私は身支度を整えると家を出た。

 どうせママは仕事で帰りは遅い。家に居たってしょうがないし、なにか食事をしようと家を出たのは17時を回ってからだった。


 沢山の人が行き交う交差点。そこを見下ろせるビルにあるカフェ。運よく窓際の席。

 高いビルに囲まれた街のネオンが眩しいくらい輝いて見える。

 日曜日だもんなぁ……周りを見回すと、道を歩く人たちも、店の中もカップルやファミリーばっかり。それもまた私にため息をつかせた。

「……」

 1人で食事をすることにも慣れたけど、やっぱり1人だとごはんは美味しくないなぁ……。

 こうやって考え事をし始めると、いつも最後に考えるのは両親のこと。お店や外を歩く家族を見て、どうしてうちは家族が壊れたの?っていつも思う。
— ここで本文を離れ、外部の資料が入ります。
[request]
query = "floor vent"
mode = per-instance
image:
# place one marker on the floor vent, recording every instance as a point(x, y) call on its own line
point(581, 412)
 蒼生くんのように、パパもママも特殊な仕事をしているわけじゃない。ごく普通のサラリーマンだ。それなのに家族をないがしろにするほどの仕事だったのかな?って考える。

 それとも、私がいけなかったのかな?とか……。
 
 私なんて必要なくて、私がいなければ2人は仲良く出来ていたのかなって……。

「……はぁ」

 考えて、またため息が漏れた。